0

I'm new to R and rpart package. I want to create a tree using the following sample data.

My data set is similar to this mydata =

"","A","B","C","status"
"1",TRUE,TRUE,TRUE,"okay"
"2",TRUE,TRUE,FALSE,"okay"
"3",TRUE,FALSE,TRUE,"okay"
"4",TRUE,FALSE,FALSE,"notokay"
"5",FALSE,TRUE,TRUE,"notokay"
"6",FALSE,TRUE,FALSE,"notokay"
"7",FALSE,FALSE,TRUE,"okay"
"8",FALSE,FALSE,FALSE,"okay"
fit <- rpart(status ~ A + B + C, data = mydata, method = "class")
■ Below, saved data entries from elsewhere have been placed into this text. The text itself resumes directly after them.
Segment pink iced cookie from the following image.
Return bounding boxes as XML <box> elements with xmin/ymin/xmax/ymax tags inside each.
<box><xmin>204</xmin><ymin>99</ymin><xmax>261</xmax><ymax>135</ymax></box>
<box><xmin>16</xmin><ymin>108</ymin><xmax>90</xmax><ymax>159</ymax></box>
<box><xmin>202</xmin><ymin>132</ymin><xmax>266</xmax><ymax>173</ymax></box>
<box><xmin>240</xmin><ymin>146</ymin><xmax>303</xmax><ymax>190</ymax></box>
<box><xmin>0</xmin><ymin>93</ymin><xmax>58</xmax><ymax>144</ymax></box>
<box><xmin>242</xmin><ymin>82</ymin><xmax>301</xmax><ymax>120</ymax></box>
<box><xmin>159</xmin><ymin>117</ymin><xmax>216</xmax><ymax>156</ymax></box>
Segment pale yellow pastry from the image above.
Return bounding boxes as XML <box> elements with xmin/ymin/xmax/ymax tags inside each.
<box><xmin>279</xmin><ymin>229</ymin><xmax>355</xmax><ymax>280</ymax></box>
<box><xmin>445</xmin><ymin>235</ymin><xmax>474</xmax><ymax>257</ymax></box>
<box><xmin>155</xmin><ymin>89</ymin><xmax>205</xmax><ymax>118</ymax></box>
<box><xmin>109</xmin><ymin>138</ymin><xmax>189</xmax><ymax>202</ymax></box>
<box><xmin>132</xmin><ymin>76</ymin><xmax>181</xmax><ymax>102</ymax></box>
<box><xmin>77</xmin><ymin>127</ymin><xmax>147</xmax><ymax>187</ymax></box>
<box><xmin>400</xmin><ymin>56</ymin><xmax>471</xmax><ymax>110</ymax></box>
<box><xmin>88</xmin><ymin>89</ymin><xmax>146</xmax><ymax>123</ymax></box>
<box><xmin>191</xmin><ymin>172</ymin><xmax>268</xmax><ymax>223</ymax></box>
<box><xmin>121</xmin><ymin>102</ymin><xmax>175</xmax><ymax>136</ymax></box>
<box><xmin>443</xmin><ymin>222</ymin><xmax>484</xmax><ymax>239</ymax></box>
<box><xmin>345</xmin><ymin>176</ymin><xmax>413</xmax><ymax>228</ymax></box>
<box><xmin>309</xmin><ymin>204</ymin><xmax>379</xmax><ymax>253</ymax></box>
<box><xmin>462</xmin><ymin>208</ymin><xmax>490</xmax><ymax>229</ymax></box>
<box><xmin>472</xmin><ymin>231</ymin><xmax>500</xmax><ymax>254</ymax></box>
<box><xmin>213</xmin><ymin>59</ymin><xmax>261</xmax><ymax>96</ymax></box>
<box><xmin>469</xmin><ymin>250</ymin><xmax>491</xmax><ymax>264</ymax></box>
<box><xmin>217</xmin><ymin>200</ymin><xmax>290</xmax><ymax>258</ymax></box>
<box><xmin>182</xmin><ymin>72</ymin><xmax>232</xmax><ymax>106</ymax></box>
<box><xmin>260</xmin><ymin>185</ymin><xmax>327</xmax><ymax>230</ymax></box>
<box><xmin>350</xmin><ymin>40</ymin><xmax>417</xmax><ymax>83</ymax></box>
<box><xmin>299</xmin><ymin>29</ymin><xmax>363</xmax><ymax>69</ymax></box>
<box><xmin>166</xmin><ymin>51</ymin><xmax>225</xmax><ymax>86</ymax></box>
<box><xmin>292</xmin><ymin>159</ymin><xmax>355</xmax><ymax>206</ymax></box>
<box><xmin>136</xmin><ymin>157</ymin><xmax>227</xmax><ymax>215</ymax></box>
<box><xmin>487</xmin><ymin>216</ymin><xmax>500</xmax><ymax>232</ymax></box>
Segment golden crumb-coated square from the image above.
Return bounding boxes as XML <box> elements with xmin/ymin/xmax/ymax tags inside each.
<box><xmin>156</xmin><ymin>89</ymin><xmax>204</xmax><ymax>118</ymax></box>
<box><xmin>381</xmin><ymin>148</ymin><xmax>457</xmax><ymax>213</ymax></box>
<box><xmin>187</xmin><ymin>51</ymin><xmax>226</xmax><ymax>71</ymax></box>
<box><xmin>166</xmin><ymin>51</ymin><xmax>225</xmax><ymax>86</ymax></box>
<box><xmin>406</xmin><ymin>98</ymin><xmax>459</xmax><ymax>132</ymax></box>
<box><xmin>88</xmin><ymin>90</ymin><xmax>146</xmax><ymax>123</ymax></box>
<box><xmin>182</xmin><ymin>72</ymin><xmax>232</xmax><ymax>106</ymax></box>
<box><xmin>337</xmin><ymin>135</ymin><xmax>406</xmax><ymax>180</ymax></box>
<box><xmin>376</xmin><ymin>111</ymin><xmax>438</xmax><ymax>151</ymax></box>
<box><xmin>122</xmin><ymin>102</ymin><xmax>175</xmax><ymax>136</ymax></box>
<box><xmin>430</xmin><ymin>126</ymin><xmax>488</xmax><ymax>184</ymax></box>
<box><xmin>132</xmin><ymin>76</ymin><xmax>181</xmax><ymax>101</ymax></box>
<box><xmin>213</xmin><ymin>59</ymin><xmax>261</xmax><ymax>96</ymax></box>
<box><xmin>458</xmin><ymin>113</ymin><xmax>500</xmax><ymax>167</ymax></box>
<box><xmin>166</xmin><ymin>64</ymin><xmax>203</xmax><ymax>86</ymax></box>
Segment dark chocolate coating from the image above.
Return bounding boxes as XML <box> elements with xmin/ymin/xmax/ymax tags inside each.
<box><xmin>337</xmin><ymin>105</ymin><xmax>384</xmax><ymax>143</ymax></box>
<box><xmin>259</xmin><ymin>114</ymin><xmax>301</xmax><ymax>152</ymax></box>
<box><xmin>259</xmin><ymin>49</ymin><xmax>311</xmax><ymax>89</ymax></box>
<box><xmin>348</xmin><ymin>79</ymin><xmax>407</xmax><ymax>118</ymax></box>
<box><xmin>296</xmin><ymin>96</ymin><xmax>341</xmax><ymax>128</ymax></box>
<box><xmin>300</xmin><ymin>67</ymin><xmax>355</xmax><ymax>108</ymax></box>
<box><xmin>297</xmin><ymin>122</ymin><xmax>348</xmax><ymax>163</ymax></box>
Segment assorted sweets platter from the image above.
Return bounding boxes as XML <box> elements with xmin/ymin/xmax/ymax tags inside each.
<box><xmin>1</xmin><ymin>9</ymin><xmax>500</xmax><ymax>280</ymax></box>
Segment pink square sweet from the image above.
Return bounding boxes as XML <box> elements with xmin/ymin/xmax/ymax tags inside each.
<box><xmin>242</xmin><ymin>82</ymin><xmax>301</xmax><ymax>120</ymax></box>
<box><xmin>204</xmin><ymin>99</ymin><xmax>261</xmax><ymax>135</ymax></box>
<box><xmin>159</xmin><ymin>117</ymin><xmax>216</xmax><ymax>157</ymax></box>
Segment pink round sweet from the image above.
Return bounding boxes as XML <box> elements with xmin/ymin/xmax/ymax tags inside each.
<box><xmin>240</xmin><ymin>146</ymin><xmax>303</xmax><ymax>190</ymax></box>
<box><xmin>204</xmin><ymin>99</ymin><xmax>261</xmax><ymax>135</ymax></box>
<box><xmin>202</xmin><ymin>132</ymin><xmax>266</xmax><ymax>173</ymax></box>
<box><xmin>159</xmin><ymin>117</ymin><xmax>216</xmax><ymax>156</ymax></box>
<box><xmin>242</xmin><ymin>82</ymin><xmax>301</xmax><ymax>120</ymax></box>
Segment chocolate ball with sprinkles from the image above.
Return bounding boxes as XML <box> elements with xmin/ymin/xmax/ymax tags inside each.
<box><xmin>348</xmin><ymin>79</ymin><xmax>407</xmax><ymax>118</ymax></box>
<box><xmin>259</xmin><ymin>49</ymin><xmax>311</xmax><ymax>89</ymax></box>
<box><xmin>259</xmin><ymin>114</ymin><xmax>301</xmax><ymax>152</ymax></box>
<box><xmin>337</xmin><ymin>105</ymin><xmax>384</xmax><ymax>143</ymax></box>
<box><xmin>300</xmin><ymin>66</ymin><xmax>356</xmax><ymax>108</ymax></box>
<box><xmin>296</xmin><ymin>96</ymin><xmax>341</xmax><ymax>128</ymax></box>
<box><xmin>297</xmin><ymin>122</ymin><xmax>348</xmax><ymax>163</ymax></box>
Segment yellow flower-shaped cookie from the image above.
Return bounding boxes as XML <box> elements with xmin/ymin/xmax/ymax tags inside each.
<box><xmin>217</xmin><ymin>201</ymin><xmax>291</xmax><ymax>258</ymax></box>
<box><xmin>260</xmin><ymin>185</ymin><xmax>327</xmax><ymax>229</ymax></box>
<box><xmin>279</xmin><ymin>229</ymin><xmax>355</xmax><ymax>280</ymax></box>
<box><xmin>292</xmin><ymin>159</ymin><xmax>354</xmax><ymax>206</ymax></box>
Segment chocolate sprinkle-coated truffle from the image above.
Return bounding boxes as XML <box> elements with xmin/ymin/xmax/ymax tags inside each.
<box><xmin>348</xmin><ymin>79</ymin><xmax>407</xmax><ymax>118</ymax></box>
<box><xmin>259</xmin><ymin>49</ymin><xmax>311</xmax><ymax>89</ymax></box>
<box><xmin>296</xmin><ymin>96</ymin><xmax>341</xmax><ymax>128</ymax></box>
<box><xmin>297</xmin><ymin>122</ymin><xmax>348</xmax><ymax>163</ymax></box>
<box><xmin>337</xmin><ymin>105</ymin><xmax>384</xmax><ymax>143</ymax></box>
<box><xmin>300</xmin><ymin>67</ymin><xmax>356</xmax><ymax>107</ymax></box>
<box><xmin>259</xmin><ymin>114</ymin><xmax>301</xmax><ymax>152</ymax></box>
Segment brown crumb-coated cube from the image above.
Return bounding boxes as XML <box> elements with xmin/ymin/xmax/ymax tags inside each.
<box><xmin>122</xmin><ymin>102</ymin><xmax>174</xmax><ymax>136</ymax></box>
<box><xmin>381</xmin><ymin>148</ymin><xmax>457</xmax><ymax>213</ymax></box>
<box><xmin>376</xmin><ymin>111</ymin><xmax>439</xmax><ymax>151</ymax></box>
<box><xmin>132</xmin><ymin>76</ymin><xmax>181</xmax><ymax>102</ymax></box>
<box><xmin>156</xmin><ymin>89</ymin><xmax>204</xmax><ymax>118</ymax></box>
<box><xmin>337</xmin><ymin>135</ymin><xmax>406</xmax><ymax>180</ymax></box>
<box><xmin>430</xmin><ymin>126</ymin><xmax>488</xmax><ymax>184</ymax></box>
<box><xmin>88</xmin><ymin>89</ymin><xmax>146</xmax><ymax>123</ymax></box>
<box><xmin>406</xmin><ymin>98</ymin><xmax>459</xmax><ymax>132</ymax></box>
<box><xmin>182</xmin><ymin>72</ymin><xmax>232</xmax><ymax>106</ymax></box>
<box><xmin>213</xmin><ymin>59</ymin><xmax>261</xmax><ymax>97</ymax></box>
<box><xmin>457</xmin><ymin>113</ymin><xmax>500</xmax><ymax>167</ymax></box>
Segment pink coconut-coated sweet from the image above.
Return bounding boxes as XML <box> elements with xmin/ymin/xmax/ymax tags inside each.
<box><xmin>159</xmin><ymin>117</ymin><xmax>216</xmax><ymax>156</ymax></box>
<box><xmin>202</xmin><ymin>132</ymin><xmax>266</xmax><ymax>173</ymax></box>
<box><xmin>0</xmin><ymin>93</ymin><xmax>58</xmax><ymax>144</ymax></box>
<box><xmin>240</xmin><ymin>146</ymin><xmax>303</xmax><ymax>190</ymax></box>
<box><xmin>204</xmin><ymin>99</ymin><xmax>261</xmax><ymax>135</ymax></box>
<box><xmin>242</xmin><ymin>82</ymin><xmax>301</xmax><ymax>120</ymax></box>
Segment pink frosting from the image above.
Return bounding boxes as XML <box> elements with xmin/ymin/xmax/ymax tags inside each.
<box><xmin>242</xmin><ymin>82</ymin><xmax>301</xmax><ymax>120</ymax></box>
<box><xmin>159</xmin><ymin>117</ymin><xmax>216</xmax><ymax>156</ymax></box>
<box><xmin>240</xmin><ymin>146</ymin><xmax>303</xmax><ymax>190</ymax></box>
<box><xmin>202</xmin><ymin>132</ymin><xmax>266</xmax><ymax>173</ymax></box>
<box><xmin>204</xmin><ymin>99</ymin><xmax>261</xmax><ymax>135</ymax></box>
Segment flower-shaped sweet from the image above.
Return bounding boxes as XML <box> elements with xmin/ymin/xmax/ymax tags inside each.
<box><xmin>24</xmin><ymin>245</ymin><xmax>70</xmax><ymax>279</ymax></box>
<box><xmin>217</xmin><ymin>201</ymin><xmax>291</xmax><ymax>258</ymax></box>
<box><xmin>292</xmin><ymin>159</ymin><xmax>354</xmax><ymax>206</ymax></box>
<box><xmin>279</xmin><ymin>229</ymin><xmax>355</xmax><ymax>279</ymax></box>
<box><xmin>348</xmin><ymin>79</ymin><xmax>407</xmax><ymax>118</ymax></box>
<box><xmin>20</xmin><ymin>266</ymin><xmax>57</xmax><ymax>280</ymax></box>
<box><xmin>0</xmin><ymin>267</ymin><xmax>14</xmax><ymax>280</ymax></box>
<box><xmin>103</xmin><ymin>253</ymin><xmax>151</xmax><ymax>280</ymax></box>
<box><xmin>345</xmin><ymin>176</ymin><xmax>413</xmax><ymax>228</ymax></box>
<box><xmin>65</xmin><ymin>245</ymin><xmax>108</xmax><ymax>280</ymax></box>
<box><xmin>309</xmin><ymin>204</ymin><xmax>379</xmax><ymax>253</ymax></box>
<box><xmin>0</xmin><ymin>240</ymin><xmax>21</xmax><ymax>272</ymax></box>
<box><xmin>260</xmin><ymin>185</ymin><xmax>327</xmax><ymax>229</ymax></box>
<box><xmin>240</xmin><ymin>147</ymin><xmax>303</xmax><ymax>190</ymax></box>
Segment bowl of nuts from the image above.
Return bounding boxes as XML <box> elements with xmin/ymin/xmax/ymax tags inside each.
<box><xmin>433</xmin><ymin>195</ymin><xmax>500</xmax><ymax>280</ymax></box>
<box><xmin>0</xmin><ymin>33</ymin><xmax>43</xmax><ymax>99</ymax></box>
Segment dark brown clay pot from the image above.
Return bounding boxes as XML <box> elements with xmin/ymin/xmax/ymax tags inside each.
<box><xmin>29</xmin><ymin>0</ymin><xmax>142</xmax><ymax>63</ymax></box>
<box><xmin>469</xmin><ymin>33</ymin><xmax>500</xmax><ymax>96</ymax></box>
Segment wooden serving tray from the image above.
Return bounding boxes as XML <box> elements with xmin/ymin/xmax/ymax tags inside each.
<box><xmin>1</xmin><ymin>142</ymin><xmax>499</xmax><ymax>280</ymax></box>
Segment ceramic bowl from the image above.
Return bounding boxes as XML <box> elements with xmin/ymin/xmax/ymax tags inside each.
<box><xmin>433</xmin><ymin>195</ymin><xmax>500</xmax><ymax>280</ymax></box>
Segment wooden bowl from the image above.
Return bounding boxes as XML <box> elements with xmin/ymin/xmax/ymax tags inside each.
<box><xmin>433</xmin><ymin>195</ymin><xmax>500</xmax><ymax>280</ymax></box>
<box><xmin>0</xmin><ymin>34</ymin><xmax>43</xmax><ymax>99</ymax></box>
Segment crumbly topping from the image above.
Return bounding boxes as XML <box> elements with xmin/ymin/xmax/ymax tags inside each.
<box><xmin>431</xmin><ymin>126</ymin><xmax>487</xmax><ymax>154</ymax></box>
or I tried with different formulas and different methods in this. But always only the root node is produced. no plot possible. its showing

fit
n= 8 
node), split, n, loss, yval, (yprob)
* denotes terminal node
1) root 8 3 okay (0.3750000 0.6250000) *

How to create the tree.? I need to show percentage of "okay" and "notokay" on each node. and i need to specify one out of A, B or C for spliting and show the statistics

  • the function rpart only shows the root tree if the other variables add no predictive value to the model, in other words: you cant't differntiate between the different types of status using your variables, they are very bad predictors with no predictive power – grrgrrbla Apr 23 '15 at 13:46

1 Answers1

1

With the default settings of rpart() no splits are considered at all. The minsplit parameter is 20 by default (see ?rpart.control) which is "the minimum number of observations that must exist in a node in order for a split to be attempted." So for your 8 observations no splitting is even considered.

If you are determined to consider splitting, then you could decrease the minbucket and/or minsplit parameters. For example

fit <- rpart(status ~ A + B + C, data = mydata,
  control = rpart.control(minsplit = 3))

produces the following tree:

fitted rpart tree

The display is created by

plot(partykit::as.party(fit), tp_args = list(beside = TRUE))

and the print output from rpart is:

n= 8 

node), split, n, loss, yval, (yprob)
      * denotes terminal node

1) root 8 3 okay (0.3750000 0.6250000)  
  2) A=FALSE 4 2 notokay (0.5000000 0.5000000)  
    4) B=TRUE 2 0 notokay (1.0000000 0.0000000) *
    5) B=FALSE 2 0 okay (0.0000000 1.0000000) *
  3) A=TRUE 4 1 okay (0.2500000 0.7500000) *

Whether or not this is particularly useful is a different question though...

Achim Zeileis
  • 15,710
  • 1
  • 39
  • 49